Women, he thought. Never satisfied.
"It's so perfectly lovely up there!" she said breathlessly, coming in for a landing a few minutes later. "Let's go get loaded."
They went down to their stateroom and broke out the grog. A Bollinger Blanc de Noirs Vieilles Vignes Francaises 1997. Not bad, he thought, even if a tad anachronistic. She rolled out a map on the table in the center of the room and started drawing in a route with a purple magic marker.
"Oh look!" she said, "It's only 250 klicks. We could drive that!"
"Well," he said," we could if that wasn't a Google map and those roads hadn't not been built yet."
"Shit," she said. "But I suppose the train would be more romantic."
"I can see that Point A is Genoa," he said. "But what's at Point B?"
"Locarno," she said. "Here, let me show you." She unfurled another map, this one showing more detail.
"Now you can see that Point A has become Locarno," she said. "It's a relative thing, you understand. Point A can be in different places. Sort of like algebra or quantum mechanics. One of those things."
"Aha!" he said. "And now I can see Ascona, too, just to the South and West of it."
"It's been a lifelong dream," she said. "I'll tell you all about it in the next chapter."
"Great," he said. "I'm looking forward to that, because as of now I have no fucking clue why we're going there." He looked at the maps again. "Or where we are now, for that matter."
"I tried to show you, but it said 'We could not calculate driving directions between Alexandria, Egypt and Genoa, Genoa (Liguria), Italy.' So no dice on Google Maps, I guess."
"Probably for the same reason that we're having to take a boat," he said.
"You could have something there," she said. "But here, I can show you this way." She unrolled yet a third map, this one much bigger, and took up a red magic marker this time.
"See where it says 'Al-Iskandariyya' down here in Egypt?"
"Actually," he said, "it looks like it says 'Al Iskandariyah'."
"Well, my spelling came from Wikipedia," she said. "And anyway, Al-Iskandariyya, Al Iskandariyah, what's the fucking difference? It's Alexandria to white people."
"I'm not white," he said. "Surely you must have noticed."
"Don't give me that," she said. "You know what I mean. People who just happen to be black aren't necessarily Black People. You feel me? Look at Condi! Look at Clarence Thomas!"
"So what? Now I'm a neocon Oreo?"
"Relax, Sugar," she said, pushing him down into the chair and kissing him in a most multiculturally sensitive way. "I just meant you wouldn't be calling it Al anything. But perhaps we'd better not take this any further, lest the wrath of Allah, the gracious, the merciful, should befall us."
"Good thinking," he said. "Good catch. I think it's just possible some of the Valued Readers are from that region, and we're in deep enough shit as it is with the Joan Rivers thing."
"Joan Walsh," she corrected.
"Who the fuck ever," he said.
"Don't get upset now," she said. "We're just passing by Greece. Look, you can see it out the porthole."
"Greece is the word," he said.
"Word!" she said. "The fuckin Logos! It's a very spiritual place."

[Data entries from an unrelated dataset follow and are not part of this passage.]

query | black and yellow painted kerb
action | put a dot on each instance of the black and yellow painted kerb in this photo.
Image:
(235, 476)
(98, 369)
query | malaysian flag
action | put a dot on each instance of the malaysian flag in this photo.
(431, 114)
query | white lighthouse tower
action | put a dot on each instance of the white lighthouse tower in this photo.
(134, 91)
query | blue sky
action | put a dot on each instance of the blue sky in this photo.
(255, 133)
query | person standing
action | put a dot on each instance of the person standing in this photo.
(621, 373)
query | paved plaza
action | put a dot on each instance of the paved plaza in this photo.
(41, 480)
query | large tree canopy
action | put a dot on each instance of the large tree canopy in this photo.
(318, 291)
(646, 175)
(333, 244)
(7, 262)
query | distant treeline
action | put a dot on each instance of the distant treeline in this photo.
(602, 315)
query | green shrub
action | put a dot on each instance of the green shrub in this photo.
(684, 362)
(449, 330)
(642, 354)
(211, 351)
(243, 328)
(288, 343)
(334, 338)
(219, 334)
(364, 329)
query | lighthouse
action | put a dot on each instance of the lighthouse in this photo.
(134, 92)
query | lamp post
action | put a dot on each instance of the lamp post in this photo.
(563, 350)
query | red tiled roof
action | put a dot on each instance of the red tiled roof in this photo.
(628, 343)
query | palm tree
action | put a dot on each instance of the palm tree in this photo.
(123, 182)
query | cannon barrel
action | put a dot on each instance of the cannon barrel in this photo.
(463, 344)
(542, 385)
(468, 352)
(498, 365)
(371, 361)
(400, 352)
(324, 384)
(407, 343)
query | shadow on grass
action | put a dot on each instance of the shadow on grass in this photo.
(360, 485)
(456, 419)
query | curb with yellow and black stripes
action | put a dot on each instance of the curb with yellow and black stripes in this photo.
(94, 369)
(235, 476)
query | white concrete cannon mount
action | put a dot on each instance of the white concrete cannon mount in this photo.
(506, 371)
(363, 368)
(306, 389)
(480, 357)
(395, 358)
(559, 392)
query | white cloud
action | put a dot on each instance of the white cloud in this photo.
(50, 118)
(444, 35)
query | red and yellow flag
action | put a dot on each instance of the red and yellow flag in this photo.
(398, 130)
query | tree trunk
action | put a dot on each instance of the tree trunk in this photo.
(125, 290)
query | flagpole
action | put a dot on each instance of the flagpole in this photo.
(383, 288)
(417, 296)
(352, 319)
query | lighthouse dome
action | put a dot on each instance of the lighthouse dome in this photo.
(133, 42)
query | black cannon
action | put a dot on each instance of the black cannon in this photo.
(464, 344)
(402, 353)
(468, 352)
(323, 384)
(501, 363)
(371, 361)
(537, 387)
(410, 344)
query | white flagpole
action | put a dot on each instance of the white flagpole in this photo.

"My ass," he said, sullenly. And how else would you say "my ass," he wondered.
She filled his glass. "Here, drink some more of this bubbly," she said, "and meditate in my direction."
"That's what she said," he said.
"That's what I said," she said. "What is wrong with you?"
"I guess I better shape up," he said, "if I'm gonna prove that my fate is justified."
"Don't worry," she said. "You're the one that I want."